ConversationBufferMemory → Stores conversation history for context-aware answers.



In [None]:
import os
import pandas as pd
import chromadb
from langchain.document_loaders import PyPDFLoader, TextLoader
from langchain.embeddings import HuggingFaceEmbeddings
from langchain.vectorstores import Chroma
from langchain.llms import OpenAI
from langchain.chains import ConversationalRetrievalChain
langchain.memory import ConversationBufferMemory



# 3.Define Chatbot Class
class Chatbot: → Defines a chatbot class.

def init(self): → Constructor method that initializes the chatbot.

self.embeddings = HuggingFaceEmbeddings() → Loads the Hugging Face model to create embeddings.

self.vector_db = None → Placeholder for the Chroma vector database.

self.memory = ConversationBufferMemory(memory_key="chat_history") → Stores past conversations.

In [None]:
class Chatbot:
    def __init__(self):
        self.embeddings = HuggingFaceEmbeddings()
        self.vector_db = None
        self.memory = ConversationBufferMemory(memory_key="chat_history")


# 4. Load & Process Documents:
def load_document(self, file_path): → Function to load documents.

ext = os.path.splitext(file_path)[1] → Extracts the file extension.

if ext == ".pdf": → Checks if the file is a PDF.

loader = PyPDFLoader(file_path) → Uses PyPDFLoader for PDFs.

elif ext == ".txt": → Checks if the file is a text file.

loader = TextLoader(file_path) → Uses TextLoader for text files.

else: return "Unsupported file format" → Rejects unsupported formats.

docs = loader.load() → Loads and extracts text from the document.

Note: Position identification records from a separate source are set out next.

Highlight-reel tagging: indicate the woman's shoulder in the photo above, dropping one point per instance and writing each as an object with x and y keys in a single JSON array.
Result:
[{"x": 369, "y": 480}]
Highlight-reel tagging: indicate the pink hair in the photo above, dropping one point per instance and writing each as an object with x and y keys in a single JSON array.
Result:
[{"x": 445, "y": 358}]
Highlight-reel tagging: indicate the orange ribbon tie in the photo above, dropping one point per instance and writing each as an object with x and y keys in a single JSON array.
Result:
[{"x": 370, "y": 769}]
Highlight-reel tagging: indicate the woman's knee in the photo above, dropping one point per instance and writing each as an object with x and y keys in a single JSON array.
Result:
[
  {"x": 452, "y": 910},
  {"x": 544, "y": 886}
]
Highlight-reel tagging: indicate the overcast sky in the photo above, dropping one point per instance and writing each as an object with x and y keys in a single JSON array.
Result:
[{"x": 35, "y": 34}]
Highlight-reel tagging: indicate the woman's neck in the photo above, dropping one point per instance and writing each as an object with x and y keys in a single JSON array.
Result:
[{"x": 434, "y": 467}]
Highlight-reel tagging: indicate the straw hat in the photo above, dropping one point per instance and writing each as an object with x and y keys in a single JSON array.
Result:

self.store_embeddings(docs) → Calls the store_embeddings function to save embeddings.

In [None]:
 def load_document(self, file_path):
        ext = os.path.splitext(file_path)[1]
        if ext == ".pdf":
            loader = PyPDFLoader(file_path)
        elif ext == ".txt":
            loader = TextLoader(file_path)
        else:
            return "Unsupported file format"

        docs = loader.load()
        self.store_embeddings(docs)


# 5. Store Embeddings in ChromaDB:
def store_embeddings(self, docs): → Function to create and store text embeddings.

self.vector_db = Chroma.from_documents(docs, self.embeddings) → Converts documents into vector embeddings and stores them in ChromaDB.


In [None]:
def store_embeddings(self, docs):
        self.vector_db = Chroma.from_documents(docs, self.embeddings)

# 6. Answer User Queries:
def answer_query(self, query): → Function to process user queries.

retriever = self.vector_db.as_retriever() → Retrieves relevant document parts from ChromaDB.

qa_chain = ConversationalRetrievalChain.from_llm(...) → Creates a question-answering chain.

llm=OpenAI() → Uses OpenAI’s GPT model.

retriever=retriever → Uses the retriever to find relevant document parts.

memory=self.memory → Stores conversation history.

return qa_chain.run(query) → Runs the query and returns the response.

In [None]:
    def answer_query(self, query):
        retriever = self.vector_db.as_retriever()
        qa_chain = ConversationalRetrievalChain.from_llm(
            llm=OpenAI(),
            retriever=retriever,
            memory=self.memory
        )
        return qa_chain.run(query)


# 7. Running the Chatbot:
bot = Chatbot() → Creates a chatbot instance.

bot.load_document("example.pdf") → Loads and processes a sample PDF.

response = bot.answer_query("What is the main topic of the document?") → Asks a question about the document.

print(response) → Prints the chatbot’s response.

In [None]:

bot = Chatbot()
bot.load_document("example.pdf")  # Load a document
response = bot.answer_query("What is the main topic of the document?")
print(response)



# How It Works
User uploads a document (PDF, TXT, etc.).

Chatbot extracts text and converts it into vector embeddings.

Embeddings are stored in ChromaDB for retrieval.

User asks a question, and the chatbot retrieves relevant information.

GPT generates a response based on the document content.